Budget Facts:
Department of Homeless Services, 1994-2000


The city created the Department of Homeless Services (DHS) in 1993 in order to implement a central recommendation made by a mayoral Commission on the Homeless. The administration of the shelter system and services provided to homeless individuals and families was shifted from the Human Resources Administration (known then as the Department of Social Services) to DHS. This article presents a brief overview of DHS expenditures and activities from fiscal year 1994 to the present.

In fiscal year 2000, total DHS expenditures are expected to reach nearly $434 million. Adjusted for inflation, this is an 8 percent decline from DHS's 1994 expenditures. However, it will mark the most DHS has spent since that year. Between 1994 and 1996 DHS spending, adjusted for inflation, fell 22 percent, but then increased 8 percent by 1999. Between 1999 and 2000, DHS spending is expected to increase by 10 percent or $38 million. The additional spending will include roughly 12 percent increases for contractors providing shelter services for homeless families ($15 million) and single adults ($13 million).

Over time, DHS moved responsibility for several single adult and family shelters from direct agency administration to not-for-profit contractors.
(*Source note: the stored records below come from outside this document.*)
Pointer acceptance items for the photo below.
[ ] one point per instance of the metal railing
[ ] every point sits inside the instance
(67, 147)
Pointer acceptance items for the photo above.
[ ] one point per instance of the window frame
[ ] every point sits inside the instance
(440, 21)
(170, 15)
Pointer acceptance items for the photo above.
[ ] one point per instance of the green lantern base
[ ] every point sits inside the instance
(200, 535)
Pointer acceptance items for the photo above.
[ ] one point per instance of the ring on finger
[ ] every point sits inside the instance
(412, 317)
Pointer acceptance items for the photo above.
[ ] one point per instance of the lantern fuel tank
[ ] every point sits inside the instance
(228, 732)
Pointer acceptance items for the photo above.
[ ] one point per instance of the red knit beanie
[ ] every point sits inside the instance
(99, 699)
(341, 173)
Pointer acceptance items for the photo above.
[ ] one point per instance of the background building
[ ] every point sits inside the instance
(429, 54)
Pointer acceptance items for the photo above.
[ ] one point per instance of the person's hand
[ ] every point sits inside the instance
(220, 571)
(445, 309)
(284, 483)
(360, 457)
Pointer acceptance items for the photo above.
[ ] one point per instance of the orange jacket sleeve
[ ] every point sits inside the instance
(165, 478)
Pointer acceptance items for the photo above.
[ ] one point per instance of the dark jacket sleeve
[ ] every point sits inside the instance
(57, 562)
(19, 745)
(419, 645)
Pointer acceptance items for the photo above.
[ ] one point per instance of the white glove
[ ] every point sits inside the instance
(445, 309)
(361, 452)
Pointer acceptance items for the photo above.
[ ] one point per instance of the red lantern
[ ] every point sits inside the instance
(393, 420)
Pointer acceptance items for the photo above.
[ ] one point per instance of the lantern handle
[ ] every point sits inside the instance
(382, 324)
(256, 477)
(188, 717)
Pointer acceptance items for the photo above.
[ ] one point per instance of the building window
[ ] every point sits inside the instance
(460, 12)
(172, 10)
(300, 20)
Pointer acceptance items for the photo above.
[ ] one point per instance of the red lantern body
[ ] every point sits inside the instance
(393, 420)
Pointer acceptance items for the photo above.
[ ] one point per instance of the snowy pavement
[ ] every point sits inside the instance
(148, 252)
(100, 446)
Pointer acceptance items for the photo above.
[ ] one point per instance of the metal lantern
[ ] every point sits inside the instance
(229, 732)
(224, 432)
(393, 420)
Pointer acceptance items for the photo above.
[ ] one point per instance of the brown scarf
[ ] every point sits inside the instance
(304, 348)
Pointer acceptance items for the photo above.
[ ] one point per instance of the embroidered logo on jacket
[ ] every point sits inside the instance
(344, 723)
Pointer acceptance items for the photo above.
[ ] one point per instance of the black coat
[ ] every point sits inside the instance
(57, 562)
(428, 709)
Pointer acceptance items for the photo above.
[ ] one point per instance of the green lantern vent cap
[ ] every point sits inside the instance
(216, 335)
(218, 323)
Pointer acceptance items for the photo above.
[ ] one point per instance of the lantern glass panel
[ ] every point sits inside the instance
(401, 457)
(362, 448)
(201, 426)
This is reflected in a 39 percent decline in DHS full time employees, from 3,047 in 1994 to 1,856 in 1999. Fiscally, this resulted in a greater decline in inflation-adjusted spending for salaries than for other agency spending, which includes contracts. Between 1994 and 2000, spending for salaries (personal services) will have declined 18 percent, while all other spending (other than personal services) will have declined 5 percent.

A large portion of DHS spending is for shelter services, and the homeless shelter census has varied over time. In 1994, the total homeless shelter census averaged 23,337. It peaked in 1996 with a shelter census of 24,609. Due in part to the implementation of mandated eligibility investigations of family shelter applicants in late 1996, the census fell by 15 percent to 20,928 in 1998. While the eligibility investigations continued, the census increased to 22,057 in 1999 and continues to rise through the first six months of fiscal year 2000.

The DHS homeless shelter census includes two separate populations: families and single adults. The family shelter system comprises over two-thirds of the total shelter population. In 1994, the family census averaged 17,231. Like the total population, it peaked in 1996 at 17,573. With the mandated eligibility investigations, the census declined by 20 percent to14,069 in 1998, but then increased to 15,279 in 1999 and continues to rise.

The single adult shelter census exhibits smoother trends compared to the family census since it was not subject to the mandated eligibility investigations. The single adult census in 1994 averaged 6,106. It grew steadily through the next few years and peaked in 1997 at 7,096. Then it fell to 6,778 in 1999 and it continues to drop.

Since most DHS spending provides shelter services, it would seem logical to expect that DHS spending would rise or fall with increases or decreases in the homeless shelter census. But this was not the case in the early years when DHS spending reached its nadir in 1996 at the same time as the homeless shelter census peaked. However, in recent years, as the homeless shelter census has begun to climb again, DHS spending has inched upward and is expected to rise further in 2000. It is unclear whether the recent correlation between spending and the census is the beginning of a trend.